Last time we looked at frequency-wavenumber spectra in some detail, and
we'll now turn to a different question to ask how two physical quantities
might relate to each other, using covariance and coherence.


**Covariance**

Early in the quarter we discussed the variance, and we left for later
the concept of correlation or covariance.  If we want to compare
two time series, we can compute the variance of one record relative to
the other.  Formally we can write:
\begin{equation}
\text{cov}({x,y}) = \langle x(t) y(t)\rangle.
\end{equation}
or in discrete terms
\begin{equation}
\text{cov}({x,y}) = \frac{1}{N}\sum_{i=1}^N x_i y_i.
\end{equation}
For comparison purposes, we often normalize this to produce a
correlation coefficient, which is normalized by the variance:
\begin{equation}
r = \frac{\frac{1}{N}\sum_{i=1}^N x_i y_i}{\sqrt{\frac{1}{N} \sum_{i=1}^N x_i^2
\frac{1}{N} \sum_{i=1}^N y_i^2}}.
\end{equation}
(You might wonder how to judge whether a correlation coefficient is
statistically significant.  Correlation coefficients should have a Gaussian
distribution, which means that cumulative distribution function will be
an error function.  We can use this to determine the correlation coefficient
that we might expect from an equivalent number of random white noise
variables:
\begin{equation}
\delta r = \text{erf}^{-1}(p) \sqrt{\frac{2}{N}}
\end{equation}
where $p$ is the significance level we want to consider, typically 0.95,
and $N$ is the effective number of degrees of freedom.)


**Coherence**

Coherence provides information that is analagous to a correlation
coefficient for Fourier transforms. It tells us whether two series 
are statistically
linked at any specific frequency.  This can be important if we think that
the records are noisy or otherwise uncorrelated at some frequencies, but
that they also contain statistically correlated signals.
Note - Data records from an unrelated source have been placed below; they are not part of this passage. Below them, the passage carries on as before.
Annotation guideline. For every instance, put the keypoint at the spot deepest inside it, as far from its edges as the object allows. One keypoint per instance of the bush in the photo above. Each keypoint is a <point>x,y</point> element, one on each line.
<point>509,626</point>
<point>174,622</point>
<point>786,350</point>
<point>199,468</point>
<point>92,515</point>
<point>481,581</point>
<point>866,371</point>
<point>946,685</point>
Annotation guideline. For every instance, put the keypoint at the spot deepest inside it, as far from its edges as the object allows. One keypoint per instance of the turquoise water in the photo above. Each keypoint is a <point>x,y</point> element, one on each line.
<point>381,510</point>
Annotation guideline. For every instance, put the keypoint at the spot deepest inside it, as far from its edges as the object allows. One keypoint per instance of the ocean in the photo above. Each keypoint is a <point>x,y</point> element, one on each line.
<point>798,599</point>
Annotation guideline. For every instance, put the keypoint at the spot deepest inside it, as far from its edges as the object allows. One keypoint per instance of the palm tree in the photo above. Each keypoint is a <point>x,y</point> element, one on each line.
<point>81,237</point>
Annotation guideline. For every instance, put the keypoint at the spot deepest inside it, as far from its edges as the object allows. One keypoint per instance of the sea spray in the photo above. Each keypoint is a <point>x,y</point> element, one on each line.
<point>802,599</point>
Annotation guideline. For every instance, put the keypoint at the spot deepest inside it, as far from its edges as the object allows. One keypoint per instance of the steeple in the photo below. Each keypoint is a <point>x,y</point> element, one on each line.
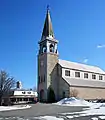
<point>47,30</point>
<point>48,43</point>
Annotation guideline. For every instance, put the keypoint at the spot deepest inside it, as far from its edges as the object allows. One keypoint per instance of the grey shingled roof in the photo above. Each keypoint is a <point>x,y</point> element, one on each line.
<point>79,66</point>
<point>85,83</point>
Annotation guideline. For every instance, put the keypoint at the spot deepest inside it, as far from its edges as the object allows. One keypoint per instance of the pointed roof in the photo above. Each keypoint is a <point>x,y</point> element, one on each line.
<point>48,30</point>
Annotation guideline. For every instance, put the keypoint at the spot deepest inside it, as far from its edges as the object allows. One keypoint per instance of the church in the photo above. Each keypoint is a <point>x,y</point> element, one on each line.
<point>65,78</point>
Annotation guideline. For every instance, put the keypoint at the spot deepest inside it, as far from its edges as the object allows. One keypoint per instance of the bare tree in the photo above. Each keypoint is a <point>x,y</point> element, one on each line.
<point>6,83</point>
<point>74,93</point>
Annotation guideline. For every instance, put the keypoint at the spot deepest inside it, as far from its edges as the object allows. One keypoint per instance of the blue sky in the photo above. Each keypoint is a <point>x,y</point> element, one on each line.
<point>79,25</point>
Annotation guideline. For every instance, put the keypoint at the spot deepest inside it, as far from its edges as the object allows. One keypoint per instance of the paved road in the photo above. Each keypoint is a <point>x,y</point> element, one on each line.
<point>40,109</point>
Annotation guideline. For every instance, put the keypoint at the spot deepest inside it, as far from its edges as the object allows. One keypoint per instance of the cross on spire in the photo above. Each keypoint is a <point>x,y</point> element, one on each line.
<point>48,30</point>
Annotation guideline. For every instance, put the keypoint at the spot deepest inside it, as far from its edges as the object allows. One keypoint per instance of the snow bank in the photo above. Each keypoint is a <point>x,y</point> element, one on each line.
<point>6,108</point>
<point>72,101</point>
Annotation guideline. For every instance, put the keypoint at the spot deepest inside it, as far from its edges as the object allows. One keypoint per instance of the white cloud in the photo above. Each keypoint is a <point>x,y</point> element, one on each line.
<point>100,46</point>
<point>85,60</point>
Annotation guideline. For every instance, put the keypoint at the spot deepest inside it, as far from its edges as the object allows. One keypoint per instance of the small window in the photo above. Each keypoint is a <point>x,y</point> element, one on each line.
<point>23,92</point>
<point>100,77</point>
<point>93,76</point>
<point>67,73</point>
<point>77,74</point>
<point>85,75</point>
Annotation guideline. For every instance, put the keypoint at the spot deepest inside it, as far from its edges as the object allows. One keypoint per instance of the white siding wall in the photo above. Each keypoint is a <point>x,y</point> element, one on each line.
<point>72,75</point>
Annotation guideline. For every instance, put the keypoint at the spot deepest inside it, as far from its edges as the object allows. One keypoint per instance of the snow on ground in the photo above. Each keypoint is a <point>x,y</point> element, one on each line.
<point>72,101</point>
<point>48,118</point>
<point>6,108</point>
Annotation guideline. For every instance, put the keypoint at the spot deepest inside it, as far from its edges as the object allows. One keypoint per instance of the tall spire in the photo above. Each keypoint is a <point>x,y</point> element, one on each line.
<point>47,30</point>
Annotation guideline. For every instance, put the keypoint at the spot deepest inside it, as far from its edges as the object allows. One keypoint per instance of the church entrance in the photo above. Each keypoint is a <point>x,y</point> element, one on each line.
<point>42,95</point>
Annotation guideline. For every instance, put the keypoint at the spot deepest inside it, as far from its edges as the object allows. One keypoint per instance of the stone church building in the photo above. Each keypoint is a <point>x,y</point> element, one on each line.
<point>65,76</point>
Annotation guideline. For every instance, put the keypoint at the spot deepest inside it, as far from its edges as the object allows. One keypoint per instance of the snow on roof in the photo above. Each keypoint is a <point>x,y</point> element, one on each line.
<point>85,83</point>
<point>79,66</point>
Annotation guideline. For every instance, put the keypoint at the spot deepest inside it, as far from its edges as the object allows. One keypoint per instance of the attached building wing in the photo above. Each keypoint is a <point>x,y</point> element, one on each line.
<point>81,67</point>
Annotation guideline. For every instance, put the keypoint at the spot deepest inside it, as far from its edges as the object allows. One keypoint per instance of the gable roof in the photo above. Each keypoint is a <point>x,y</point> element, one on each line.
<point>79,66</point>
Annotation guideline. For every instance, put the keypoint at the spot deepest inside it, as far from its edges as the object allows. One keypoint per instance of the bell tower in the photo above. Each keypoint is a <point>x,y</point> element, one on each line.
<point>47,59</point>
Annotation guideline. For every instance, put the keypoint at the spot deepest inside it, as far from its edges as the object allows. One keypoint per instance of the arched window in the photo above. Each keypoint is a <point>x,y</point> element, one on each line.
<point>51,48</point>
<point>44,49</point>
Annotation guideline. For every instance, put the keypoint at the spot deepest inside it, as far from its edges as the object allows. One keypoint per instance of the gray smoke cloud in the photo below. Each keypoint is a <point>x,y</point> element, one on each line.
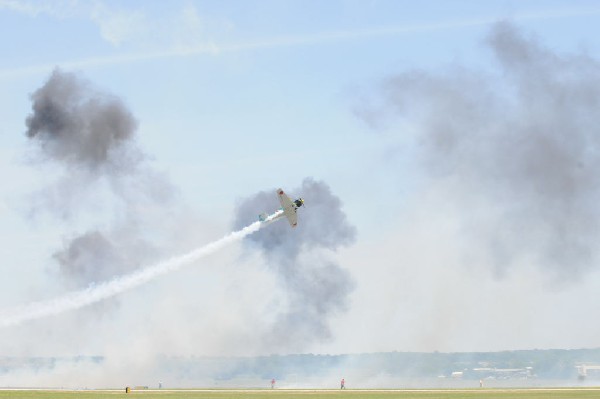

To compute coherence, first we need a cross-spectrum.  (We looked 
at this in passing when we considered Parseval's theorem, but at that
stage, I quickly set my different variables equal to each other.)  Consider
two time series $x(t)$ and $y(t)$:
\begin{eqnarray}
x(t) & = & \sum_{n=-\infty}^{\infty} X_n e^{i2\pi f_n t} \\
y(t) & = & \sum_{n=-\infty}^{\infty} Y_n e^{i2\pi f_n t} 
\end{eqnarray}
The the cross spectrum is computed in analogy with the spectrum:
$$
\hat{S}_{XY}(f_m)= \frac{\langle X_m^* Y_m\rangle}{\Delta f}
$$

The relationship between the cross-spectrum and the covariance is analogous
to the relationship between the spectrum and the variance.  There are 
some important details to notice.  

1. The cross spectrum is complex, while the spectrum was real.
2. The cross spectrum is computed as an average of multiple spectral
segments.
3. In our discrete Fourier transform, we should be normalizing by $N$,
as always, but we're mostly concerned with relative values.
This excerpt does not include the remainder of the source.